GenMOS object search package design decisions

<<design_decisions>>

Objective

The GenMOS package is an object search package that performs hierarchical object search with 3D local search and 2D global search.

gRPC calls as the core interface

genmos object search is a middleware-independent package who is intended to be run as a gRPC server, and offers its functionality through handling gRPC calls.
As such, code in genmos_object_search is of course ROS-independent.
messages in gRPC should by default contain world-frame coordinates, while utility functions in grpc/utils perform conversion of those quantities to POMDP frames (or back). Quantities that are fed into POMDP models should by default be in POMDP frame.

Specification of Search Region

2D search region, designed for global search, is fundamentally a occupancy grid map. this can be built from a point cloud or an occupancy grid map 3D search region, designed for local search, is fundamentally an occupancy octree this can be built from a point cloud

Specification of Reachable Viewpoints

There is no direct specification of reachable viewpoints.

Instead, one could specify unreachable viewpoints through:

Inference from the search region. all obstacles (2D) and occupied nodes (3D) are unreachable points. <<reachable_viewpoints_design_1>>
Provide certain parameters in the configuration dict, such as “unreachable position inflation radius”, and “planning region” (which limits the search space considered during planning)

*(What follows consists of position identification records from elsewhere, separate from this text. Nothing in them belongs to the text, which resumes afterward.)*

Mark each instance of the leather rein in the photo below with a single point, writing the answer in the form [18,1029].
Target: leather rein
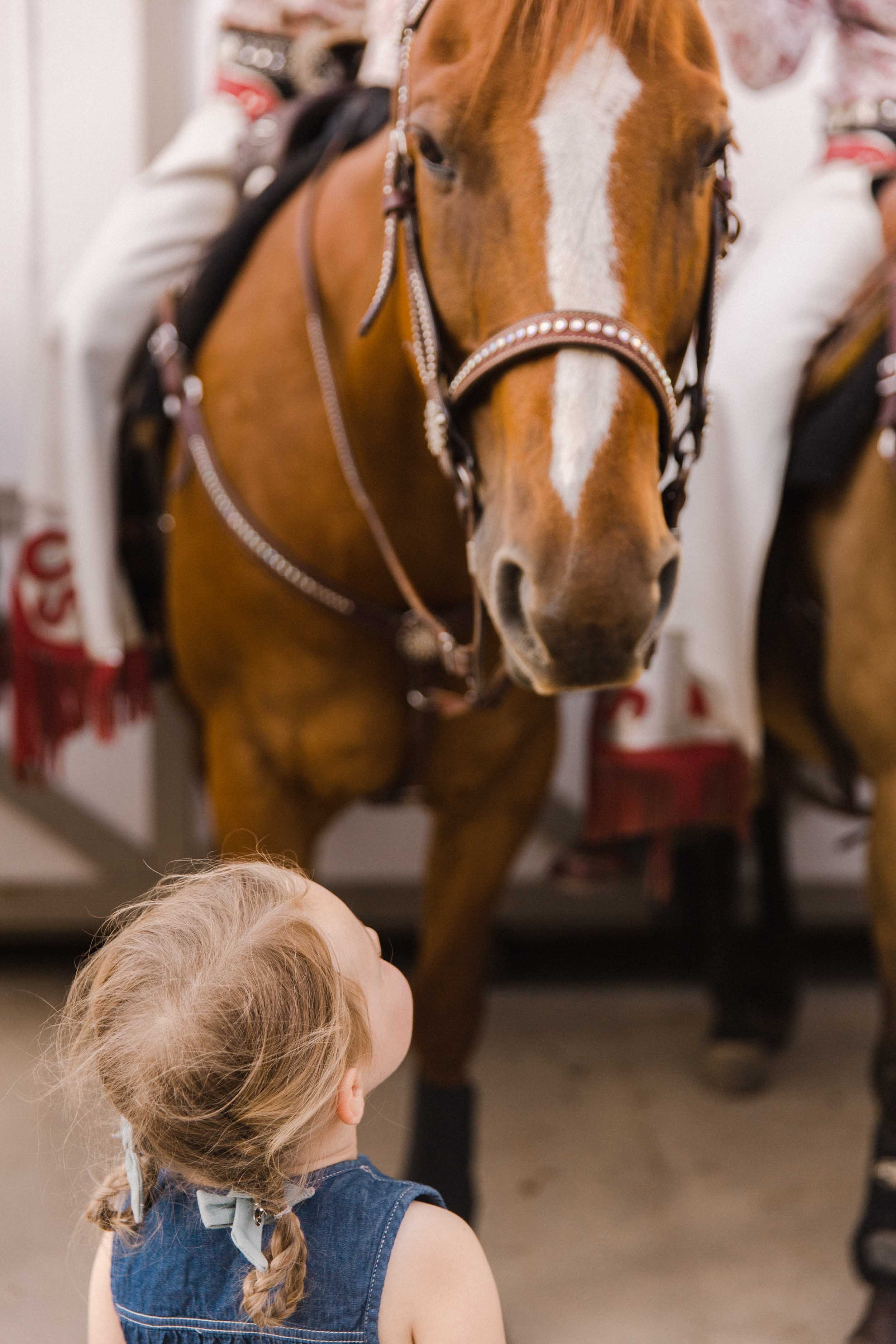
[422,636]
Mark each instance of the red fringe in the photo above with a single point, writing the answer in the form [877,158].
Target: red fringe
[58,691]
[656,795]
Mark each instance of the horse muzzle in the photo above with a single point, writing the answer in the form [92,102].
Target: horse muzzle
[565,640]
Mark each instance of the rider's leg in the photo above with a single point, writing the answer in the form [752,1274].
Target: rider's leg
[152,241]
[796,284]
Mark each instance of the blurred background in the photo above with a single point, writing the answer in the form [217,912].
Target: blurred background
[598,1010]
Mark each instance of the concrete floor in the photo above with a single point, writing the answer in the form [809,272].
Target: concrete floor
[620,1202]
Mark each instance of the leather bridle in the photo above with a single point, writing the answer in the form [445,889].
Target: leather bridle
[421,635]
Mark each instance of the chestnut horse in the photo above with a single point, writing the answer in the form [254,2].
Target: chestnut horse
[565,158]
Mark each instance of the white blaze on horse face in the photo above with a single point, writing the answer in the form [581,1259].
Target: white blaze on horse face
[577,127]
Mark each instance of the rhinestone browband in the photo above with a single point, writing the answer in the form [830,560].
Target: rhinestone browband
[550,331]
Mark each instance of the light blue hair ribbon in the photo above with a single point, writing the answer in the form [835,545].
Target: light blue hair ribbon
[133,1171]
[245,1217]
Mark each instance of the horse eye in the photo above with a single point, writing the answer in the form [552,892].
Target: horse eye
[433,154]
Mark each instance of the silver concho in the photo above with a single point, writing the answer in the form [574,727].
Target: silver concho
[436,423]
[416,640]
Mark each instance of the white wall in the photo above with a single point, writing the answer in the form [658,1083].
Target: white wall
[92,89]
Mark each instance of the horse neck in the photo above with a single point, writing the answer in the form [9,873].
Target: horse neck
[381,396]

Specification of (Primitive) Actions

The global search agent’s action space is based on topological graph nodes. The local search agent’s action space is based on either relative moves, or a set of sampled viewpoints within the local region (like a topograph but fully connected)

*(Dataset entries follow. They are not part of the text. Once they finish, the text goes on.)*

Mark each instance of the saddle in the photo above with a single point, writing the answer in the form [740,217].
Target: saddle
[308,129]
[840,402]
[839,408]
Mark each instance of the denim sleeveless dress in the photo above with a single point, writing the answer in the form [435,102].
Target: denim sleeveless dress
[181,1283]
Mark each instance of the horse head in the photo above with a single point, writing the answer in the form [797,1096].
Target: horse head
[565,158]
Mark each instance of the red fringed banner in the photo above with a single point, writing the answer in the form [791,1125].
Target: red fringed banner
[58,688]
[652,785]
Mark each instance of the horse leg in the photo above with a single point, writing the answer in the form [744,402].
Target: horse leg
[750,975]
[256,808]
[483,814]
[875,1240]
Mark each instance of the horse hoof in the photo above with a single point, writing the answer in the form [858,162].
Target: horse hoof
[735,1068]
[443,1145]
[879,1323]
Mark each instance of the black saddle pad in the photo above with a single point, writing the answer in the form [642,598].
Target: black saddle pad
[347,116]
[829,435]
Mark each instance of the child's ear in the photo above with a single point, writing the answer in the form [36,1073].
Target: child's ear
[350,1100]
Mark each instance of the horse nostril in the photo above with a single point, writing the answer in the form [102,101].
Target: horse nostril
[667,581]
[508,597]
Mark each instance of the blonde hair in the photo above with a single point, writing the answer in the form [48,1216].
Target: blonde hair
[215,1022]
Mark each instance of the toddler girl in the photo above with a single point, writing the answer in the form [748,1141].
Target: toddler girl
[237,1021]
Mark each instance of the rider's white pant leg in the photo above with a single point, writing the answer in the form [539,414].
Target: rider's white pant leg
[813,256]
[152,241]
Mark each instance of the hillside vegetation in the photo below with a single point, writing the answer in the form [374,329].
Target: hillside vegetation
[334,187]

When the action is a viewpoint, it will respect the reachable viewpoints specification (see above)

Labels in GridMap2

Don’t use labels there for the purpose of plain reachability. The obstacles set is sufficient for that - see design decision on reachable points (reachable_viewpoints_design_1).

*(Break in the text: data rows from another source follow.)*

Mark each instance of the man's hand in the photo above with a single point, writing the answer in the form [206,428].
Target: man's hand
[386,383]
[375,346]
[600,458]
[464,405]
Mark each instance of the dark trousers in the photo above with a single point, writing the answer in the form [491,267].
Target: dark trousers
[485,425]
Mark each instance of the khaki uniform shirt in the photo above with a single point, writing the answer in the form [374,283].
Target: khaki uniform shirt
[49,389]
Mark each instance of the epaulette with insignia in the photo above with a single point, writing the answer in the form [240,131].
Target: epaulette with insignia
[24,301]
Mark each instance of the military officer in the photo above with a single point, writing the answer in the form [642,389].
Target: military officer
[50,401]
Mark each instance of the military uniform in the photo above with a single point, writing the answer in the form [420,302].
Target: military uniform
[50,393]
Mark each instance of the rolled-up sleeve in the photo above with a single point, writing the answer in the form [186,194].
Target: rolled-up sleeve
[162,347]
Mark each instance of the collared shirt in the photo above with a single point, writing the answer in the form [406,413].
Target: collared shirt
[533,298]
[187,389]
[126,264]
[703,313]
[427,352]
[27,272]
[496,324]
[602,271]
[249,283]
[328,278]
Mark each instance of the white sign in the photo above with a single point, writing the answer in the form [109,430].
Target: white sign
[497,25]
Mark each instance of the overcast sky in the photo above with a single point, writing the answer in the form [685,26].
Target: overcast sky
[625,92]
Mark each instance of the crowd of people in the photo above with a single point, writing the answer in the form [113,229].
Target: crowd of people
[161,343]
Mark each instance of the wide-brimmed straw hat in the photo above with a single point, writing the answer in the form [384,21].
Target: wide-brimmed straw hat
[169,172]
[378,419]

The inflation radius of obstacles can be a function in GridMap2 - it is simply a matter of adding more obstacles close to existing ones.

POMDP Agent Types

MosAgent is the high-level class for a multi-object search agent. It does not assume if the world is 2D or 3D. The code is general.
SloopMosAgent is a sloop agent whose underlying OOPOMDP is a MosAgent. Because MosAgent is not grounded to any world representation, I have left _init_oopomdp unimplemented. TODO: Is SloopMosAgent still valid? 09/06/22
MosAgentBasic2D is just a 2D local search agent (with primitive actions); The corresponding SloopMosAgentBasic2D will probably not use it for real robot experiments. TODO: Is SloopMosAgentBasic2D still valid? 09/06/22
MosAgentTopo2D, which is an agent with topo map action space. This should also not be too much work. With that, I can implement the SloopMosAgentTopo2D, which is our global search agent. TODO: Is SloopMosAgentTopo2D still valid? 09/06/22
MosAgentBasic3D is a 3D local search agent with primitive actions. MosAgentTopo3D inherits MosAgentBasic3D and differs in using a topo graph-based action space.
Parameters for sensors are in metric units when being specified by the user (for a real robot scenario), but converted into POMDP coordinate units when passed in for creating an agent. This conversion is handled by us.

Coordinate Frames

The POMDP agent uses a discretized coordinate frame, where the coordinates are integers (could be positive or negative). This frame is translated and scaled with respect to the world frame. There is no rotation difference between them.

Code inside genmos_object_search/oopomdp are by default working with POMDP frame (except for, e.g. SearchRegion which connects the two). Code inside genmos_object_search/grpc assume client and server communicate with messages that by default contain coordinates in the world frame.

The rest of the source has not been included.